Nepal’s centrist party of rapper-turned-politician Balendra Shah took an early lead in the high-stakes parliamentary election on Friday, as slow counting continued after the first polls since last year’s deadly uprising.
But despite Shah’s party loyalists dancing on the streets of Katmandu in celebration — the numbers of votes counted remain too low to be confident that it will translate into concrete wins.
By Friday afternoon, 24 hours after polls closed, early trends issued by the Election Commission put Shah’s Rastriya Swatantra Party ahead.

HIGHLIGHT

Alongside Shah, key figures vying for power include Marxist leader KP Sharma Oli, four-time prime minister who was ousted by the September 2025 anti-corruption protests, and the newly elected leader of the Nepali Congress party, Gagan Thapa.

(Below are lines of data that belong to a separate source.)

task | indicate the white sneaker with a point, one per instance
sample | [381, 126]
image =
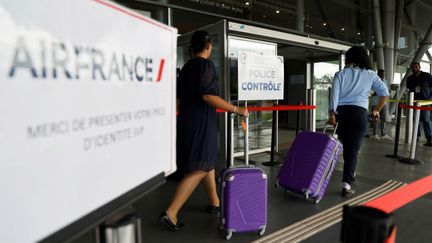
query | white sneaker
[386, 137]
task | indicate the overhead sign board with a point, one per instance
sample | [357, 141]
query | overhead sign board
[87, 104]
[260, 76]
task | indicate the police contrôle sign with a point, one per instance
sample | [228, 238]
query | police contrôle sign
[260, 76]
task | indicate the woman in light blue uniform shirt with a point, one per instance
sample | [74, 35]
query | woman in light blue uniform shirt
[348, 107]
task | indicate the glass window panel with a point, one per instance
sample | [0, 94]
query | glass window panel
[323, 77]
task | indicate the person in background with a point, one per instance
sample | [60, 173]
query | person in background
[197, 100]
[380, 122]
[349, 107]
[421, 84]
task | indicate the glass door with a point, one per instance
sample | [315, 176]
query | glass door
[323, 72]
[259, 122]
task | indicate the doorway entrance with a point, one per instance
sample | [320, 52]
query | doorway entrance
[308, 63]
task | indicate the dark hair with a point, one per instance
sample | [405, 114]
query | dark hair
[199, 41]
[359, 57]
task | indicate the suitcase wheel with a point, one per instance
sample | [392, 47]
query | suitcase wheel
[261, 231]
[229, 235]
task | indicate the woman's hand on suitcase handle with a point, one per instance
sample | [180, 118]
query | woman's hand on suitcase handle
[332, 118]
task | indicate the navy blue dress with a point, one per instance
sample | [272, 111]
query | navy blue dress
[196, 122]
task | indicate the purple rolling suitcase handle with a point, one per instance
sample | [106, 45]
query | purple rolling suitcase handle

Alongside Shah, key figures vying for power include Marxist leader KP Sharma Oli, four-time prime minister who was ousted by the September 2025 anti-corruption protests, and the newly elected leader of the Nepali Congress party, Gagan Thapa.
At 5:00 p.m. (1115 GMT), RSP was leading in more than half of the 165 constituencies.
But there were only two declared results, and RSP had been confirmed only in one, the same as Nepali Congress.
Prakash Nyupane, a spokesman for the Election Commission, said that counting was ongoing “in a peaceful manner” across the Himalayan nation, from snowbound high-altitude mountain regions to the hot plains bordering India.
Voters have chosen who replaces the interim government in place since the September 2025 uprising, in which at least 77 people were killed, and parliament and scores of government buildings were torched.
Youth-led protests under a loose Gen Z banner began as a demonstration against a brief social media ban, but were fed by wider grievances at corruption and a woeful economy.
Kunda Dixit, publisher of the weekly Nepali Times, told AFP that if trends did reflect final wins, the political shift was dramatic.
“This is even a bigger upset than we expected — it underscores the level of public disenchantment with the old parties for under-performance, as well as anger over the events of September,” he said.

 ‘Fate of the country’ 

The polls are one of the most hotly contested elections in the Himalayan republic of 30 million people since the end of a civil war in 2006.
All eyes are watching the results in the key head-to-head battleground constituency of Jhapa-5, a usually sleepy eastern district, where 35-year-old Shah challenged directly the veteran Oli, aged 74.
Shah, better known as Balen, snappily dressed in a black suit and sunglasses, has cast himself as a symbol of youth-driven political change.
At 5 p.m. local time, at 10 percent of the votes counted in Jhapa-5, Shah was ahead by nearly five times as many votes as Oli.
Soldiers with armored trucks manned barbed wire barricades around the counting center in Jhapa.
“I hope this result changes the fate of the country for the better,” Bhagawati Adhikari, 38, told AFP, who was among a crowd of dozens at Jhapa gathered outside the security cordon.
“The country should be peaceful and secure, youth should get opportunities, corruption should stop — that’s my appeal.”

’Rest peacefully’ 

More than 3,400 candidates ran for 165 seats in direct elections to the 275-member House of Representatives, the lower chamber of parliament, with 110 more chosen via party lists. Turnout was 59 percent.
Full nationwide tallies could take several days.
Dixit raised the possibility that Shah’s RSP could stage a dramatic win.
“If RSP hits the magic 138 seats, Balen will become prime minister — and hopefully a cabinet of technocrats,” added Dixit.
Sushila Karki, the interim prime minister, praised the peaceful conduct of a vote she has said was critical in “determining our future.”
Karki, a 73-year-old former chief justice who reluctantly left retirement to lead the nation, now faces the challenge of managing the reaction to results.
The election saw a wave of younger candidates promising to tackle Nepal’s dismal economy, challenging veteran politicians who have dominated for decades and argue that their experience guarantees stability and security.
In Jhapa, 68-year-old shopkeeper Ved Prasad Mainali sat listening to a radio.